Osvaldo was founder and director, for 27 years, of La Liga Hispanoamericana Contra la Discriminación (SALAD), an organization that emerged to give voice to an emerging and evolving Hispanic population in South Florida and that has fought to eradicate discriminatory practices regarding access to housing, employment, and education in the state.
His activism constituted an important pillar against the English Only resolution, which after the massive arrival of Cubans from the Mariel exodus in 1980, generated a wave of rejection toward Spanish-speaking immigrants in South Florida.
For more than 10 years, Florida prevented the holding of wedding ceremonies in Spanish, as well as the processing of documents and other legal procedures, limiting the life, integration, and access of Cubans to the dynamics of the new society.
Soto will be remembered for his fight against the "English Only" ordinance in effect in Miami-Dade County for all official acts and documents during the 1980s, which he combated, among other ways, by officiating weddings in Spanish in the open air in the Little Havana neighborhood.
A lawyer by training, he shared classrooms at the University of Havana with Fidel Castro, whom he supported to overthrow Fulgencio Batista, although shortly after 1959, disappointed by the direction the revolutionary process was taking, he decided to go into exile in Miami.
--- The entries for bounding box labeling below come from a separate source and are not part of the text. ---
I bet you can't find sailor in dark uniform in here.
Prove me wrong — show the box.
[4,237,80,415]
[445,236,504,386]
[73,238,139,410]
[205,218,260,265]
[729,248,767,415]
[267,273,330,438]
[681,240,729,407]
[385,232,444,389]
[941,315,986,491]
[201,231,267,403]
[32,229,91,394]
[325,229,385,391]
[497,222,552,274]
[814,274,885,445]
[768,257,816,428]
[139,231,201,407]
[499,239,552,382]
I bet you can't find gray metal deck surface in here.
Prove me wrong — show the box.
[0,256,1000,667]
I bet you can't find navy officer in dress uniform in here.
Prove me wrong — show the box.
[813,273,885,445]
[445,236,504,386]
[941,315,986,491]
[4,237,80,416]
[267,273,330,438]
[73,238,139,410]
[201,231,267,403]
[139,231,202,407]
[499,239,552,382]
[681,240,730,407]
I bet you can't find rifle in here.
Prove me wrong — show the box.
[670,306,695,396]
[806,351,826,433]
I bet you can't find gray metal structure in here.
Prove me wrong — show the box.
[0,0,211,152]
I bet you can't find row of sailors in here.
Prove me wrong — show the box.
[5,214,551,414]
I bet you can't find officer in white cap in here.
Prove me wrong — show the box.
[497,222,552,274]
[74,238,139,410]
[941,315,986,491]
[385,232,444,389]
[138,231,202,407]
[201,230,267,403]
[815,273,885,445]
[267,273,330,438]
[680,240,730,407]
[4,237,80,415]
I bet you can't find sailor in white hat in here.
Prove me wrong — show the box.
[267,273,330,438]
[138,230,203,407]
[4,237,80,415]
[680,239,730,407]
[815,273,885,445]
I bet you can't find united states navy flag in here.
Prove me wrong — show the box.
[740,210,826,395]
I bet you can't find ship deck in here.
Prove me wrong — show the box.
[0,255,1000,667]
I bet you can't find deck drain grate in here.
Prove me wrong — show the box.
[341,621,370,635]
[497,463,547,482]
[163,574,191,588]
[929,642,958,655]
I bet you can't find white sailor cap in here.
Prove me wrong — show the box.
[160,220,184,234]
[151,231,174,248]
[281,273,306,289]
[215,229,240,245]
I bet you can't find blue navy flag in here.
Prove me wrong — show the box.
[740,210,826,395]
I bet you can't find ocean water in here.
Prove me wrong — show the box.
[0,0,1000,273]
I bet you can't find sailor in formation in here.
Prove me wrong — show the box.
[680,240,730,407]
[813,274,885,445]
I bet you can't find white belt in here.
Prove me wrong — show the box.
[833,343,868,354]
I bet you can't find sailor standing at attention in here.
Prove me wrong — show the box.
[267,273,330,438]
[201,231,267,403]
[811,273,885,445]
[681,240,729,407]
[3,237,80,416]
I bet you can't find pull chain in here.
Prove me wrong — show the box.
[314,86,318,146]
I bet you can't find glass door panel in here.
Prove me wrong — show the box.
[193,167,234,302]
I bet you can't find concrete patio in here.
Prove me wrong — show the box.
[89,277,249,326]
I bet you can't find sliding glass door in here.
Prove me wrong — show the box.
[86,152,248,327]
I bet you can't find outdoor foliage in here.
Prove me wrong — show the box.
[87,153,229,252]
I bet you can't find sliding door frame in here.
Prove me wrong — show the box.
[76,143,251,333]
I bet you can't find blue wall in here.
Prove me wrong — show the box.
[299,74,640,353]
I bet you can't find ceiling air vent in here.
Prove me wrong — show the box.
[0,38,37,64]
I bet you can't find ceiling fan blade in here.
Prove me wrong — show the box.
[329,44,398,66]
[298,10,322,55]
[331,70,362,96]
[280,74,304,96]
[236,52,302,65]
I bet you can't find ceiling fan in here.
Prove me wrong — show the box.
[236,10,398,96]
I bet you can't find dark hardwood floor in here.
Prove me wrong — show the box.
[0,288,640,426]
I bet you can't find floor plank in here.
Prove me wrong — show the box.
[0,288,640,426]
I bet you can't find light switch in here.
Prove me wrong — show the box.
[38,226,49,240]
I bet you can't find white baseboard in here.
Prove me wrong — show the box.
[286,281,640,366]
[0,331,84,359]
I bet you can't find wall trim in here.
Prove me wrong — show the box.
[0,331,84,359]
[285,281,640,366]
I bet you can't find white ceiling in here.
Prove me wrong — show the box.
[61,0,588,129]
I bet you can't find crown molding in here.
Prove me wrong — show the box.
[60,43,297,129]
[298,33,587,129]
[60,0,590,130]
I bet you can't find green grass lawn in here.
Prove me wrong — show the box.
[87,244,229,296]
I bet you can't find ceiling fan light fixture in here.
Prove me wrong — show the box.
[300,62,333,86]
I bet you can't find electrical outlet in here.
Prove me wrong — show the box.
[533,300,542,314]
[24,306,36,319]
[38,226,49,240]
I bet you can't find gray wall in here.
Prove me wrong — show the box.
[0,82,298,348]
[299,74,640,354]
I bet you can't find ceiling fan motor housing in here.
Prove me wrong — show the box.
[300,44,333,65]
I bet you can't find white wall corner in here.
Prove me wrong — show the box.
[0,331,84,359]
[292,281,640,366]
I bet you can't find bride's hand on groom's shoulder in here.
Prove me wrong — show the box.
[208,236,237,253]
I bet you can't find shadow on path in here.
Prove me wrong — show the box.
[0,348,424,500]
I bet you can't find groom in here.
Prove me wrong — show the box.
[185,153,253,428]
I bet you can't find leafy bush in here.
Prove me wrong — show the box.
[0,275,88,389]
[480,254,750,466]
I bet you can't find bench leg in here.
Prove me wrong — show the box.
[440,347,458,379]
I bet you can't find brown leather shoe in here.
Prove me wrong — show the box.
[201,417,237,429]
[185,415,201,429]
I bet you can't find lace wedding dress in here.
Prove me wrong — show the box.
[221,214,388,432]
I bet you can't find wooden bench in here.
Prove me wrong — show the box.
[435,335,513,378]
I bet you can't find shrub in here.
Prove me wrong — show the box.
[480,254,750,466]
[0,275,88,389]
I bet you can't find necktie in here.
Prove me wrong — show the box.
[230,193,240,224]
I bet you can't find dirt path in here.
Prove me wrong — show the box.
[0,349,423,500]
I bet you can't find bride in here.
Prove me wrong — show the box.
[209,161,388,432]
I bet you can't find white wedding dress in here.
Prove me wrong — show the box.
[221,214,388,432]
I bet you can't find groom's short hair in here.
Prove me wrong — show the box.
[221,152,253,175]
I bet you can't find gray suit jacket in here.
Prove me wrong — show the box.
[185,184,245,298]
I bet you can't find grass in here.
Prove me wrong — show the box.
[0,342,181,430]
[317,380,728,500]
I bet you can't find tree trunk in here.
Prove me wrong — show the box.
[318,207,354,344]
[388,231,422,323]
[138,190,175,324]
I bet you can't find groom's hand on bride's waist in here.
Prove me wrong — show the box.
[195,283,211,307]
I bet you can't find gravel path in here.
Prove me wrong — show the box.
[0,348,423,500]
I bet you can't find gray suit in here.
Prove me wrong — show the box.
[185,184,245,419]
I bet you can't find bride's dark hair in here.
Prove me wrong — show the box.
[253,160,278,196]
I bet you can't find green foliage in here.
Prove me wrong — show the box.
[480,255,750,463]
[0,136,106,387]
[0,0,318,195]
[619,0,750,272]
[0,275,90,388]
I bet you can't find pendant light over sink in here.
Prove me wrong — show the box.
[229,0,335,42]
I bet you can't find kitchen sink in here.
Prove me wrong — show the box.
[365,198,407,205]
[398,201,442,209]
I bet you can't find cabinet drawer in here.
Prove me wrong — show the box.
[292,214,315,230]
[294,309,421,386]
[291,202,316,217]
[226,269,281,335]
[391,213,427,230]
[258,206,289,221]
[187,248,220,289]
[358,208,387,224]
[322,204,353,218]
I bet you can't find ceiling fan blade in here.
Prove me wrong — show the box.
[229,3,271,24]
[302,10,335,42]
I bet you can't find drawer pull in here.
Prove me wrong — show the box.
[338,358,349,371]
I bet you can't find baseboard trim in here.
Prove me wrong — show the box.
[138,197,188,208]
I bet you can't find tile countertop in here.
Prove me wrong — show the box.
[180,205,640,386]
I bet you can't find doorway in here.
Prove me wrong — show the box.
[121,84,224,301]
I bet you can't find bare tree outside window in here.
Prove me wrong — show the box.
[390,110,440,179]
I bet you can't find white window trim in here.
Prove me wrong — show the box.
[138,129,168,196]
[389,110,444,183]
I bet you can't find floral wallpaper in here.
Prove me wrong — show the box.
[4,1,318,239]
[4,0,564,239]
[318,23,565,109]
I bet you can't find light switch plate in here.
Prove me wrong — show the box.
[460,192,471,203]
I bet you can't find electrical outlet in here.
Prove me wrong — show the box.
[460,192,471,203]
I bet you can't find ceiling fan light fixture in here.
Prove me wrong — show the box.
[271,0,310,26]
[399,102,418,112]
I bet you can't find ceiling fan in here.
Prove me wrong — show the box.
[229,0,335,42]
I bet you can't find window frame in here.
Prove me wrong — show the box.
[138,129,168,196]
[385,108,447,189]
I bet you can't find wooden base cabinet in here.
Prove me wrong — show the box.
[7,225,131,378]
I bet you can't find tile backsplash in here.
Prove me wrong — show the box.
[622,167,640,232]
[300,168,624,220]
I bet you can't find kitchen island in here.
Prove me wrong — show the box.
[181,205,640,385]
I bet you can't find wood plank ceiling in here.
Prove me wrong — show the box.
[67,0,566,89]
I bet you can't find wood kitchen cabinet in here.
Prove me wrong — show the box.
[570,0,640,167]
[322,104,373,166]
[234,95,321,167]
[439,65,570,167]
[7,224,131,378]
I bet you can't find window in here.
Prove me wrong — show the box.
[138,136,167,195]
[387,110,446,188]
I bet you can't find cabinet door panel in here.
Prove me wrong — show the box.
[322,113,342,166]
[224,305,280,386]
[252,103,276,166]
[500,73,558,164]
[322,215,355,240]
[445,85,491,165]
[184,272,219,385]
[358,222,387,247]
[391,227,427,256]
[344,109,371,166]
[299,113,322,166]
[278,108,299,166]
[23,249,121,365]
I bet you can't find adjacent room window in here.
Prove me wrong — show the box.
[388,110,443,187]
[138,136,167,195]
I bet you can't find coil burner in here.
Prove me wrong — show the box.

Soto also was a member of the Brigada de Asalto 2506, which carried out the failed invasion of Playa Girón in April 1961.
Subsequently, Soto dedicated himself to teaching in the states of Wyoming and Virginia, and was a professor at Iowa State University, before returning to Florida in the mid-1970s and obtaining his law license.
Soto is survived by his wife, Bertila Soto, 82 years old, and his children Bertila Soto, Osvaldo Nestor Soto Jr., Eduardo Soto, and Rick Soto.